The Student Fee Debate
If I look at my course at Liverpool University in the 1960s, there were some of us, who did very well, others who did reasonably and possibly quite a few who never did any serious engineering at all. Now they are trying to force more and more people to go to University and this happens when they have a funding crisis, caused by the appalling financial management of the infamous Nulabor government.
In some ways we may well be having the wrong debate.
We have a problem to pay for it all, but are Universities the right place to educate people for careers.
My father was a printer, who owned his own business and if there was one thing in his business he was proud off, it was the success of the apprentices he’d trained. He once told me, that of the dozen or so he’d had, only perhaps one had not been a success. In some ways they were bigger successes than they thought, as he always chose the rougher kids, who didn’t mind getting their hands dirty in one of the dirtiest businesses of the 1960s. I remember him complaining that schools used to send him kids, whose English was good, but if they wouldn’t get their hands dirty they were out. He always said that teaching the English was the easy bit, provided they could read, but learning to get a feel for the lead tyoe used in letterpress was not so easy.
So the first thing we should do is create proper apprenticeships in all sorts of businesses and make the whole system worthwhile for both those businesses and the young people. I’ve owned the stud for twenty years and in that time, we’ve never had any help with training some of the local kids. So what do the big studs do? Import people on short term contracts from places like Pakistan. I may be wrong, but there is something serious missing here!
To give the government credit, they are saying that they are going to create more apprenticeships. We need lots more and obviously they need to be very flexible and backed up by training leading towards qualifications.

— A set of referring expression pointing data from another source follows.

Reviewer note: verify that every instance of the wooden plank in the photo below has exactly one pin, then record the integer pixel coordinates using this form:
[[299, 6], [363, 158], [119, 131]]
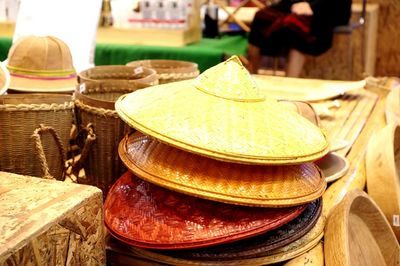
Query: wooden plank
[[44, 221]]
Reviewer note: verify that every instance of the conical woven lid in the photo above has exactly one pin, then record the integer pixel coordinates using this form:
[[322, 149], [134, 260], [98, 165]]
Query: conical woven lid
[[222, 115], [267, 186], [4, 79], [41, 64], [145, 215]]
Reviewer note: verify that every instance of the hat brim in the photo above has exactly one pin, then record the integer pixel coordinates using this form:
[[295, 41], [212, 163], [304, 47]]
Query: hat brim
[[266, 186], [145, 215], [256, 132]]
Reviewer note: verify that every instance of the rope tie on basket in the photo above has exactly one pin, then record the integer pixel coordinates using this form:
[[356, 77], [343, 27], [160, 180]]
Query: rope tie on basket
[[40, 151], [37, 107], [90, 138], [96, 110], [178, 75]]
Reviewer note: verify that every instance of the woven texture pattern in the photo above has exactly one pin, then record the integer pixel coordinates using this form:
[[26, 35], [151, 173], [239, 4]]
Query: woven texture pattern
[[259, 245], [20, 115], [119, 74], [294, 249], [146, 215], [225, 119], [268, 186], [95, 107], [169, 70]]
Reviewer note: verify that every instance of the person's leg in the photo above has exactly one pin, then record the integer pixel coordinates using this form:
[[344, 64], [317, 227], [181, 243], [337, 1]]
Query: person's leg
[[295, 63], [254, 57]]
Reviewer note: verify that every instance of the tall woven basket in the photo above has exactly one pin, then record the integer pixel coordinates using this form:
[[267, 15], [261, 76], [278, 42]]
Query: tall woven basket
[[169, 70], [35, 130], [94, 103], [129, 75]]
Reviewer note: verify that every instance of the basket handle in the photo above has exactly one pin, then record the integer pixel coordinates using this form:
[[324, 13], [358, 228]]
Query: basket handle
[[40, 151], [90, 138]]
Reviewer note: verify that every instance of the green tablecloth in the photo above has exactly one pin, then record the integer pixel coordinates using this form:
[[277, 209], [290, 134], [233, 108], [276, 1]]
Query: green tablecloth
[[206, 53]]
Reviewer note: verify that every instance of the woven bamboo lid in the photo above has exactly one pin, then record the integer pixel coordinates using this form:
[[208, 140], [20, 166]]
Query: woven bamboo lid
[[169, 70], [145, 215], [357, 233], [41, 64], [4, 79], [267, 186], [222, 115], [382, 170]]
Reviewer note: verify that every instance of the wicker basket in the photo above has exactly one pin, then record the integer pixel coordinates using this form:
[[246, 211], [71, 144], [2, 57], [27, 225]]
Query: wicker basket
[[22, 115], [169, 70], [94, 103], [129, 76]]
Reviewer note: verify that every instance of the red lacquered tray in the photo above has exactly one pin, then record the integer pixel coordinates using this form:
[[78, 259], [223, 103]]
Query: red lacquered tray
[[145, 215]]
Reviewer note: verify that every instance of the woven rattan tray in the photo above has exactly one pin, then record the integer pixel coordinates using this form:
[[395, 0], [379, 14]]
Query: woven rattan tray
[[145, 215], [259, 245], [267, 186], [294, 249]]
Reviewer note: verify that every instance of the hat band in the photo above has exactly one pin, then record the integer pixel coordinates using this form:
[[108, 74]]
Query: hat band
[[41, 73], [43, 78]]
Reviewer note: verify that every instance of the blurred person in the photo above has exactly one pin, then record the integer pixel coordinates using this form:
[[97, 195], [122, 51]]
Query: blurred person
[[294, 29]]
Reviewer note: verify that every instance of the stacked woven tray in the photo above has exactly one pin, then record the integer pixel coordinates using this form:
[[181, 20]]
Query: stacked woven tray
[[219, 174]]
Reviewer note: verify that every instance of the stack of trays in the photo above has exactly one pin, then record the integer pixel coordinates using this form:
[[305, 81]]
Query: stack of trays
[[218, 174]]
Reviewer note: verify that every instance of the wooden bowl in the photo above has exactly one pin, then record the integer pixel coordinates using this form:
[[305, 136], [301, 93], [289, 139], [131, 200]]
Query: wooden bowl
[[357, 233], [382, 166]]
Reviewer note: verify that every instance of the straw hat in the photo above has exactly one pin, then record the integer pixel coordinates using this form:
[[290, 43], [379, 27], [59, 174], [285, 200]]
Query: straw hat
[[4, 79], [145, 215], [267, 186], [41, 64], [222, 115]]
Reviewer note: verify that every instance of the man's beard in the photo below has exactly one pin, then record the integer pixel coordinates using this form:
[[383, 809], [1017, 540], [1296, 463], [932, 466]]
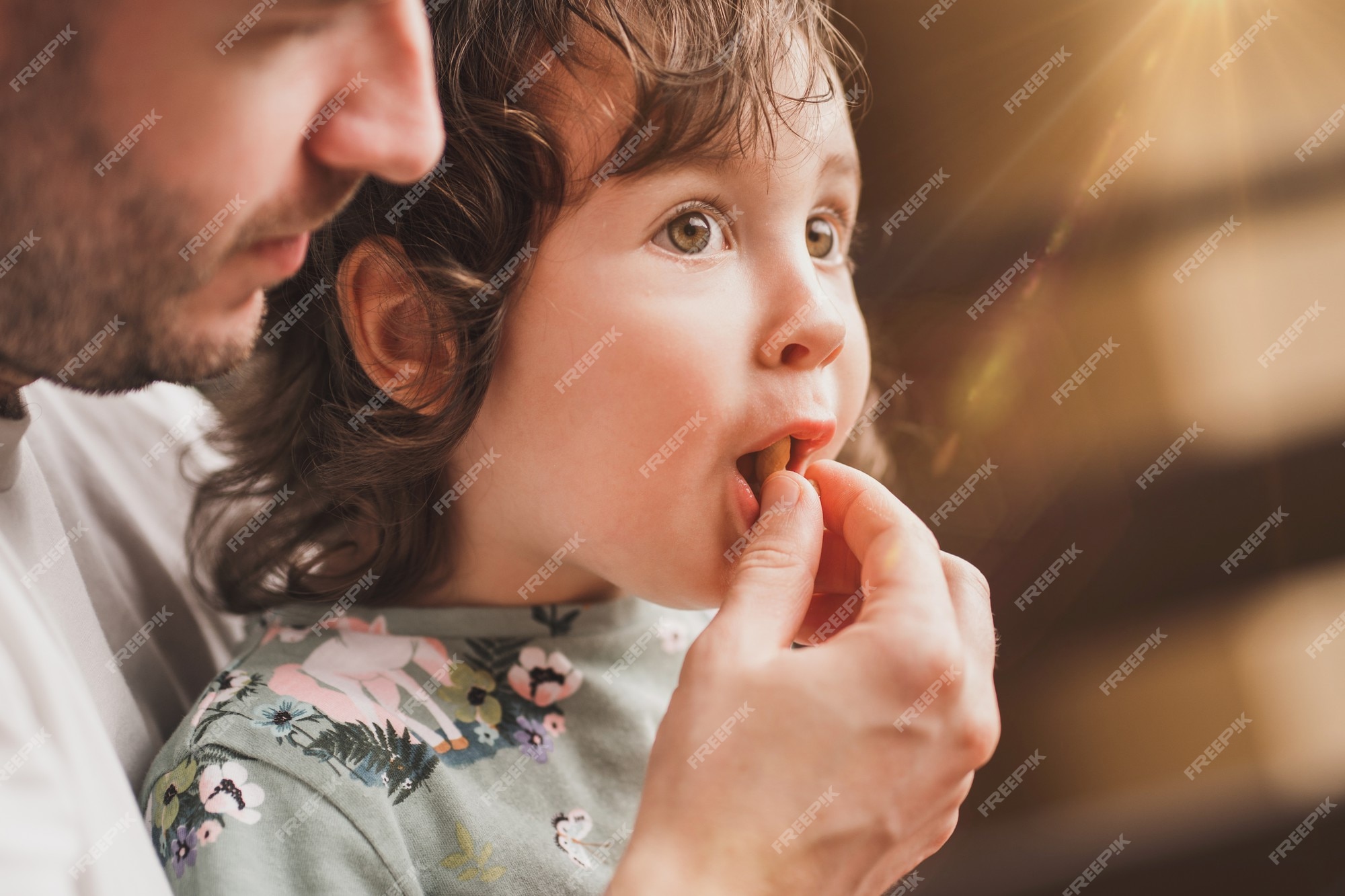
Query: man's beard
[[106, 259]]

It used to be that most nurses and others in the caring professions, were in a large part taught on the job in what was almost an appreticeship with lots of teaching. Now many of these professions need a university degree before you actually see anybody who needs some help or comfort. I’m sure that many are now barred from these professions, as they are not very academic and wouldn’t be able to get on a course. As an example, one of my friends, who has few qualifications, now works as an orderly at Addenbrooke’s and thoroughly enjoys it. She is being given on the job training, to suplement everything she learned as a mother of two. Surely, there could be a route to get this type of person into the caring professions, rather than importing them from the Phillipines and India.
All this proves to me, that on-the-job training is probably the best way to train people to do the important second level jobs, that don’t need a specialist degree. We’ve all met people, who run large companies, organisations or departments, who’ve fought their way to the top without any academc training.
We also have two other routes to getting a university degree; part-time study or the Open University. A schoool-friend used to be the Admissions Tutor at a well-known university and he was very adept at creating courses to fit round applicants jobs and family. He also had very strident views on universities, which are at completely at variance with all government thinking, but are based on many years experience in the field. The Open University always seems to be forgotten in education debates, but surely it is one of the finest successes of our education system in the last few decades.
So if the route for many to a good job and perhaps a degree is based on training and low personal cost, then perhaps we can reduce those numbers who take a traditional degree.
One also has to question whether this is necessary. In the forty years since I left university, I only worked for one year, where I needed any of the specialist knowledge that I learned at Liverpool. But the university degree got me the good job in the first place!
So is that the main reason for universities? They set you up on the ladder of life!
So to me the problem is we’re trying to send too many people to university, when there are better alternatives.
If we cut the numbers, we could probably fund everything in a better and more equitable way!
That is not to say the government’s proposal of no upfront fees, loans and paying it all back when you earn over £20,000 a year is wrong, but students need a choice that gives them value for money and one that they can afford, by getting an academic degree that pays well in the future.
Hear Hear!!!! When I was in school most of the girls (there were no boys) who wanted to go into banking, retail, nursing etc left and 16 and trained on the job. Those who wanted to teach or go to uni, stayed on for A levels.
I stayed on, did A levels, went to train as Occupational Therapist, but dropped out for various reasons, mostly to do with the fact that living in my family had become untenable. I then did an OU degree in my early 30s, when my children were small.
My husband didnt go to a grammar school, he left at 16 and joined the RoyaL Navy, found his exam results were really good, and left the Navy, which he could do at 16, and got an apprenticeship, when he came out of his time, he went into the Merchant Navy as an engineer officer for several years, came ashore and did a degree day release.
I think we need far more apprenticeships. We also need far more plumbers, decorators, electricians, motor mechanics, and many of the people going to uni would do better following those paths.